Share

3. Untuk Sebuah Alasan

Jakarta, 2 Februari 2017

Untung saja Andra punya sejumlah tagihan untuk dibayar. Termasuk cicilan rumah yang ditempati ibunya. Jika tidak, gadis itu akan berpikir seribu kali menerima kesempatan bekerja di perusahaan itu.

Calon atasannya saja jutek begitu. Sikapnya seakan tidak menghargai. Seperti mau tak mau, terpaksa, atau apalah, menerima Andra bergabung dalam perusahaan. Belum lagi perempuan yang mendampinginya seakan mencoba mematahkan harapan gadis itu.

Semua ini harus Andra jalani akibat peristiwa empat bulan lalu. Gadis itu terkena PHK dari sebuah perusahaan distributor mesin kopi. Perusahaan pertama yang merekrutnya setelah lulus kuliah.

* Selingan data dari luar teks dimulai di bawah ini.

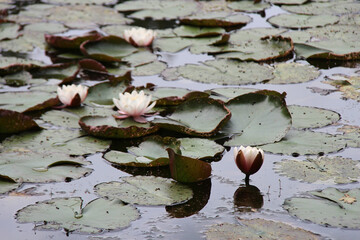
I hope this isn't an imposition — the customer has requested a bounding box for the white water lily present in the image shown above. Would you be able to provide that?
[234,146,264,181]
[124,27,156,47]
[57,84,89,107]
[113,90,156,123]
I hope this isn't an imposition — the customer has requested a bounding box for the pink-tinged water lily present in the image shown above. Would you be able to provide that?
[113,90,156,123]
[57,84,89,107]
[234,146,264,183]
[124,27,156,47]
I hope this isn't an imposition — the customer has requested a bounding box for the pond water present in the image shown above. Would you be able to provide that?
[0,1,360,240]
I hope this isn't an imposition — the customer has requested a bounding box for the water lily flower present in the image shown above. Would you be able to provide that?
[113,90,156,123]
[57,84,89,107]
[124,27,156,47]
[234,146,264,184]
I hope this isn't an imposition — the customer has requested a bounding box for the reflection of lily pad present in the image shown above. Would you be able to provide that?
[222,91,291,146]
[152,98,231,136]
[283,188,360,229]
[16,197,139,233]
[261,130,346,155]
[79,116,159,138]
[275,157,360,184]
[95,176,193,205]
[288,105,340,128]
[206,219,320,240]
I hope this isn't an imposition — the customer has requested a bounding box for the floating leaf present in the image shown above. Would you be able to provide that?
[0,109,40,134]
[275,157,360,184]
[222,91,291,146]
[268,14,339,29]
[167,148,211,183]
[95,176,193,205]
[79,116,159,138]
[177,59,274,85]
[152,98,231,136]
[288,105,340,128]
[16,197,140,233]
[206,218,321,240]
[283,188,360,229]
[261,130,347,156]
[115,0,197,20]
[0,150,92,183]
[269,63,320,84]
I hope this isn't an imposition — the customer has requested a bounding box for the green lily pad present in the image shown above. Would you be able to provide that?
[16,197,140,233]
[275,157,360,184]
[79,116,159,138]
[268,63,320,84]
[95,176,193,206]
[227,1,271,13]
[0,22,20,40]
[115,0,197,20]
[267,14,340,29]
[152,98,231,137]
[167,148,211,183]
[288,105,340,129]
[0,109,40,134]
[282,0,360,15]
[283,188,360,229]
[206,218,321,240]
[222,90,291,146]
[0,150,92,183]
[261,130,347,156]
[180,11,252,27]
[178,138,225,159]
[177,59,274,85]
[80,36,137,62]
[2,129,111,155]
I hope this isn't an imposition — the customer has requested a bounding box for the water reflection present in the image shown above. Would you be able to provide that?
[234,185,264,212]
[165,178,211,218]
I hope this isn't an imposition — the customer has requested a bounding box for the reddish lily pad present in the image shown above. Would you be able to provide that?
[79,116,159,138]
[0,109,40,134]
[152,98,231,137]
[167,148,211,183]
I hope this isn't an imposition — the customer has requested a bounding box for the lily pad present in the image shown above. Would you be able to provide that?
[177,59,274,85]
[115,0,197,20]
[275,157,360,184]
[206,219,321,240]
[95,176,193,206]
[152,98,231,137]
[0,109,40,134]
[0,150,92,182]
[269,63,320,84]
[283,188,360,229]
[16,197,140,233]
[79,116,159,138]
[261,130,347,156]
[167,148,211,183]
[267,14,340,29]
[222,90,291,146]
[80,36,137,62]
[288,105,340,129]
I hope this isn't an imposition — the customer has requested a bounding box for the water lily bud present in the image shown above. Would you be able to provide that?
[113,90,156,123]
[124,27,156,47]
[234,146,264,177]
[57,84,89,107]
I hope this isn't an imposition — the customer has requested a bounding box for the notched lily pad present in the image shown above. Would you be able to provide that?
[152,98,231,137]
[0,109,40,134]
[79,116,159,138]
[283,188,360,229]
[95,176,193,206]
[16,197,140,233]
[274,157,360,184]
[206,219,321,240]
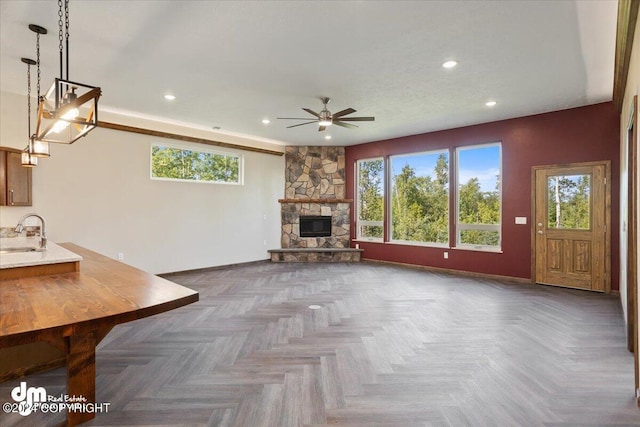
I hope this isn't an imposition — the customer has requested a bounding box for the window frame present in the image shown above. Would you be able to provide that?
[452,141,503,252]
[387,148,451,248]
[355,156,387,243]
[149,142,244,186]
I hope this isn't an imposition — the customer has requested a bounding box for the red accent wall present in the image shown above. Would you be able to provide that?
[345,102,620,290]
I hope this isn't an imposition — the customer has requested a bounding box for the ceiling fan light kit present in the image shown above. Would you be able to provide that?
[278,97,375,132]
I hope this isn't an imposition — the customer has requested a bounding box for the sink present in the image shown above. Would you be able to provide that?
[0,246,42,254]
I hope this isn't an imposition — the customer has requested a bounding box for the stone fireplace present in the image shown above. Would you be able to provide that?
[269,146,361,262]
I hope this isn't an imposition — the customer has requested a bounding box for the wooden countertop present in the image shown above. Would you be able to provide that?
[0,243,198,348]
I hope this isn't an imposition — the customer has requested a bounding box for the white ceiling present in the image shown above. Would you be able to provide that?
[0,0,617,145]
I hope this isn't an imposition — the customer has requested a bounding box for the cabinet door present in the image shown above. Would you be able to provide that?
[5,151,31,206]
[0,150,8,206]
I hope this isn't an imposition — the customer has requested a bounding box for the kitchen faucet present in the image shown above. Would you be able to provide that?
[16,213,47,250]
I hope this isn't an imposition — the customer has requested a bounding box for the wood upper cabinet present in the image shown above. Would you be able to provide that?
[0,147,31,206]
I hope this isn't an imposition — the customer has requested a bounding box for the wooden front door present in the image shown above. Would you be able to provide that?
[533,162,611,292]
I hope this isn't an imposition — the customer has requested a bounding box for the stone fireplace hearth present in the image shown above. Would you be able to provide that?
[269,146,362,262]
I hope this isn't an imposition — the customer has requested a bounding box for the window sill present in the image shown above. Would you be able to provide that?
[385,240,449,249]
[451,246,504,254]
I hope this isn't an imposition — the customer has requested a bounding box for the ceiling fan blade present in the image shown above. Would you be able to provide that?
[331,108,356,119]
[333,120,358,129]
[303,108,320,118]
[276,117,318,120]
[287,120,318,129]
[340,117,376,122]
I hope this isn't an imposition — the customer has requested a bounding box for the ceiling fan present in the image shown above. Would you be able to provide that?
[278,97,375,132]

Uang tabungan Andra selama tiga tahun hampir menipis saat ini. Untuk menyambung hidup, dia mengirimkan tulisan-tulisannya ke berbagai media. Honor yang diterimanya tidak seberapa.

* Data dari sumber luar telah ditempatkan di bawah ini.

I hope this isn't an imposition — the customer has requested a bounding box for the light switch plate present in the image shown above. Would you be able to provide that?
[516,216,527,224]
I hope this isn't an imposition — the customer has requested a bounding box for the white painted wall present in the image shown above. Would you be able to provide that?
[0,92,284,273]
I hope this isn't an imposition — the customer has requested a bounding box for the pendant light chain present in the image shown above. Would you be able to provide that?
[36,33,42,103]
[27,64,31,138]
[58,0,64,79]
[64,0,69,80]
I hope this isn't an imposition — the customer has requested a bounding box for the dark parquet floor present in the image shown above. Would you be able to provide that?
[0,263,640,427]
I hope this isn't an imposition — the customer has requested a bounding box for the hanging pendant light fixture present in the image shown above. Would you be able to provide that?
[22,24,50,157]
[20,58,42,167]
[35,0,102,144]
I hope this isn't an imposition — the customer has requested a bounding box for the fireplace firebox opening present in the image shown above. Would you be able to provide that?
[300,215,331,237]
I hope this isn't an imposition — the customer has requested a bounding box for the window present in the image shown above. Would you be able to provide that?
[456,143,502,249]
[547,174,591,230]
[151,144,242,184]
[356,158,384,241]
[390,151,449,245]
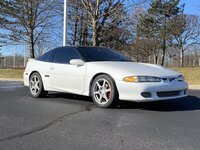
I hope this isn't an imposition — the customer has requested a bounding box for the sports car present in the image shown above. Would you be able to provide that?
[24,46,188,107]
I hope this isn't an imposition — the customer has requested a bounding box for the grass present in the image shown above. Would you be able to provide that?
[0,67,200,85]
[0,68,24,79]
[171,67,200,85]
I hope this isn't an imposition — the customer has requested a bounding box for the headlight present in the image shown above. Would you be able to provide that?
[123,76,161,82]
[176,75,185,82]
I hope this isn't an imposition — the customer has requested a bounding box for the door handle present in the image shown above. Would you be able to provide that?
[50,66,55,70]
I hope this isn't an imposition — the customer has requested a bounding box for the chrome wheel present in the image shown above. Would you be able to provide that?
[93,79,112,105]
[29,72,48,97]
[30,75,41,95]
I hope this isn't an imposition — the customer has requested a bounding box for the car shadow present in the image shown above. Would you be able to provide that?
[113,96,200,112]
[43,93,200,111]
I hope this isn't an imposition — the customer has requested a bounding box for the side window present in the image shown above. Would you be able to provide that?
[37,51,52,62]
[54,47,80,64]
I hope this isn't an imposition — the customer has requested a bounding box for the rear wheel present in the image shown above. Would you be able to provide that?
[29,72,47,97]
[91,75,118,108]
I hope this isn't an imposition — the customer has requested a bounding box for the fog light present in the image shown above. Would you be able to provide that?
[141,92,151,98]
[184,90,187,95]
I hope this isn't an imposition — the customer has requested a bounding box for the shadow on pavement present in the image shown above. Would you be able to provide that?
[39,93,200,111]
[115,96,200,111]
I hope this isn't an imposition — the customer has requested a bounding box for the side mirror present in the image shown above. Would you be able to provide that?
[69,59,85,66]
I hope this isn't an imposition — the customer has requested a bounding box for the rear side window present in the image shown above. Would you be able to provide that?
[54,47,80,64]
[37,51,52,62]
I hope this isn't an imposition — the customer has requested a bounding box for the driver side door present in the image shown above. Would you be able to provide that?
[50,47,86,94]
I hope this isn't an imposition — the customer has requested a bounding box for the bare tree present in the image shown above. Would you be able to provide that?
[172,14,200,67]
[81,0,123,46]
[0,0,59,58]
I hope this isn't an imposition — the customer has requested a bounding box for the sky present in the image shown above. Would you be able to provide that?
[0,0,200,56]
[180,0,200,16]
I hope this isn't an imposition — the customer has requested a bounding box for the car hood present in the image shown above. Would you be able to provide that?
[88,61,181,78]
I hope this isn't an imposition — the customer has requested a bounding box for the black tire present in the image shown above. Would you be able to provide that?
[91,74,119,108]
[29,72,48,98]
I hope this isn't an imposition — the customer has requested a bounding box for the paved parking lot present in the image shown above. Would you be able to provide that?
[0,81,200,150]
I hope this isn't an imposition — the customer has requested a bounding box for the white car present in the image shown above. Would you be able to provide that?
[24,47,188,107]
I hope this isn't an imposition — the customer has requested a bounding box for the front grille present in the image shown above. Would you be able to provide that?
[157,91,180,97]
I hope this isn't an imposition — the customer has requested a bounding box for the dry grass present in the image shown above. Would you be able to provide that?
[0,68,24,78]
[171,67,200,85]
[0,67,200,85]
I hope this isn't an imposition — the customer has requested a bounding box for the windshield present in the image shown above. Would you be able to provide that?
[77,47,130,62]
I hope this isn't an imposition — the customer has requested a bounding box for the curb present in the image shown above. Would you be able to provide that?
[0,78,23,81]
[0,78,200,90]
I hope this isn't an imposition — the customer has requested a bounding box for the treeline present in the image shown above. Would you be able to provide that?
[0,0,200,66]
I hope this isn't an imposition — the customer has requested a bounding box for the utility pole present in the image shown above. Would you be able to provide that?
[13,48,16,68]
[24,42,26,67]
[63,0,67,46]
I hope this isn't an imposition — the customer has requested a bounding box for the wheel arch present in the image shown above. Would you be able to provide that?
[28,70,42,81]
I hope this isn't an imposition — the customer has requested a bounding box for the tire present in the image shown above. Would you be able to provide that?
[29,72,48,98]
[91,75,119,108]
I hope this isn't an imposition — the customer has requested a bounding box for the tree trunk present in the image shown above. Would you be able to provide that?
[161,38,166,66]
[180,48,184,67]
[29,30,35,58]
[73,16,78,45]
[92,19,98,46]
[73,1,78,45]
[82,16,89,46]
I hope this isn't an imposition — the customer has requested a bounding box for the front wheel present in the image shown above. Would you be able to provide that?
[29,72,47,97]
[91,75,118,108]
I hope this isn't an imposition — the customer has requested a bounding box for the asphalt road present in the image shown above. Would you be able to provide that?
[0,81,200,150]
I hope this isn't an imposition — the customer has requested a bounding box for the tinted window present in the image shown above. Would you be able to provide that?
[77,47,130,62]
[37,50,53,62]
[54,47,80,64]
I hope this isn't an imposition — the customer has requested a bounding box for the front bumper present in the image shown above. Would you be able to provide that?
[116,81,188,102]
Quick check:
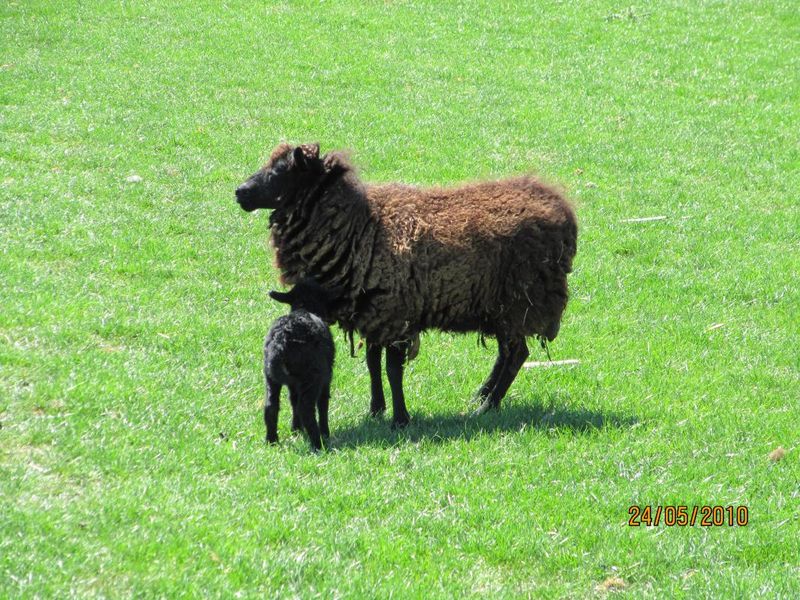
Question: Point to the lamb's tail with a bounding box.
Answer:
[542,321,561,342]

Gadis itu tidak berani pulang ke rumah. Andra tidak tega kalau harus menambah beban ibunya. Biarlah sang ibu merasa bahagia mengisi masa tua dengan mengurus toko oleh-oleh miliknya. Juga pergi bersenang-senang bersama kawan-kawannya.

Ayah Andra sudah pergi entah ke mana. Lelaki itu lebih memilih perempuan lain dibanding keluarganya. Ketika itu, Andra masih berusia tujuh tahun.

Andra baru saja merebahkan tubuh ke tempat tidur. Sejak siang, dia duduk di depan laptop menulis dua buah cerpen untuk dikirimkan ke portal sastra milik sebuah perguruan tinggi di Jawa Tengah. Pinggang dan punggungnya seperti mau patah. Sepertinya, Andra butuh berbaring sekarang.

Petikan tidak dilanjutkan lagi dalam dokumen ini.